Thursday, October 26, 2023

THINKER'S ALMANAC - October 29

How did Malcolm X experience the feeling of being truly free while locked up in a prison cell?

Subject:  Literacy Narrative - Malcolm X’s Prison Studies

Event:  The Autobiography of Malcolm X published, 1965


To learn to read is to light a fire; every syllable that is spelled out is a spark. -Victor Hugo


Black nationalist leader Malcolm X was born on this day in 1925 in Omaha, Nebraska. Born Malcolm Little, he considered Little his slave name, so he replaced it with an X to represent the lost name of his African tribal ancestors.



                                                     Malcolm X - Image by WikiImages from Pixabay 


When he was 21 years old, Malcolm was convicted of burglary and received a ten-year sentence.  In prison, Malcolm transformed his life through voracious reading and study. He stopped using drugs and became a member of the Nation of Islam.  After his early release from prison in 1952, Malcolm became a spokesman for the Nation of Islam. Like Martin Luther King’s quest for civil rights, Malcolm advocated for racial equality.  However, unlike King’s tactics of nonviolent resistance, Malcolm promoted a more militant approach, saying “There’s no such thing as a nonviolent revolution.” Shortly before he died, Malcolm left the Nation of Islam.  While preparing to give a speech in New York, he was assassinated on February 21, 1965.


In his autobiography, Malcolm recounts the events that led to his education behind bars.  With time on his hands, he attempted to read but due to his limited vocabulary, he could comprehend few of the words on the page.  To remedy this he decided to study a dictionary. Beginning with the letter A, he read and copied by hand page after page and soon discovered that he was learning more than just vocabulary:  “With every succeeding page, I also learned of people and places and events from history. Actually, the dictionary is like a miniature encyclopedia.”


As his knowledge base and vocabulary grew, Malcolm turned to other books besides the dictionary, reading in every free moment during the day, and well into the night by a small corridor light outside his jail cell.

Talking about his prison studies, Malcolm says:  


I never have been so truly free in my life. . . . the ability to read awoke inside me some long dormant craving to be mentally alive . . . . My homemade education gave me, with every additional book that I read, a little bit more sensitivity to the deafness, dumbness, and blindness that was afflicting the black race in America.


Recall, Retrieve, Recite, Ruminate, Reflect, Reason:  Why did Malcolm X begin reading the dictionary while he was in prison?

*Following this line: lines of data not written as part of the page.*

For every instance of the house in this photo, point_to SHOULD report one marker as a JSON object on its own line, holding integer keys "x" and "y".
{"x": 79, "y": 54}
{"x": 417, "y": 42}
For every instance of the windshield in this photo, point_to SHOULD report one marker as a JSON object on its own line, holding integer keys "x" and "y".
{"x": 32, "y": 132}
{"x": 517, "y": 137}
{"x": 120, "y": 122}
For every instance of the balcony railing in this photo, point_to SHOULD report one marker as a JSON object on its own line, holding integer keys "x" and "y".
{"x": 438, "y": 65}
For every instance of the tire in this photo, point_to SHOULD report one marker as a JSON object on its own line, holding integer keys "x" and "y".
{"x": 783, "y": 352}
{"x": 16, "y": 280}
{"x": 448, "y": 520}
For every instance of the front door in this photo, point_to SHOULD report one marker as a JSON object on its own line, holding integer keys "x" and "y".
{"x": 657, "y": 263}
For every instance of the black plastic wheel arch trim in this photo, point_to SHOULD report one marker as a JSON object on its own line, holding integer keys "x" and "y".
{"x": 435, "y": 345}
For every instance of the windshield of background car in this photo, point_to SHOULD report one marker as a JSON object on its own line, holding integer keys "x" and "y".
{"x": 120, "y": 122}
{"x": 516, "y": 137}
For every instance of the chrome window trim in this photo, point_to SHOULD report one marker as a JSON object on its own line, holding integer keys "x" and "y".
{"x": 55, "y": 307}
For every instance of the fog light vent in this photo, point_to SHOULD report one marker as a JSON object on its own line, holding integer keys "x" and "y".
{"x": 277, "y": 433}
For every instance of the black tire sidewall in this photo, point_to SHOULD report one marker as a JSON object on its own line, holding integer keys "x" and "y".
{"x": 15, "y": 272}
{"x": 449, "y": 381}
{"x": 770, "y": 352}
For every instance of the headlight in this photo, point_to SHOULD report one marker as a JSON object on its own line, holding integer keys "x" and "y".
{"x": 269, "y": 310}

Challenge - Your Love Letter to Literacy:  What are some memorable experiences that would be in your autobiography regarding your acquisition of literacy?  What do you remember about learning to read, about learning to write, and about being influenced by books?  Imagine you are writing your autobiography and that it must include a literacy narrative, that is a story of your experiences with learning to read and write.  Write about a specific incident from your life that is related to books, reading, or writing.  Also, consider the people who have influenced your experiences with literacy. 



ALSO ON THIS DAY:

October 29, 1969:  On this day a graduate student at UCLA named Charley Kline established, via telephone, a connection between the UCLA computer lab and the computer lab at Stanford. The message Kline sent that day was the first sent over an Internet connection.  Foreshadowing connection problems to come, the first message that Kline attempted was a single word: “login.” Only the first two letters “L” and “O” were received before the connection crashed.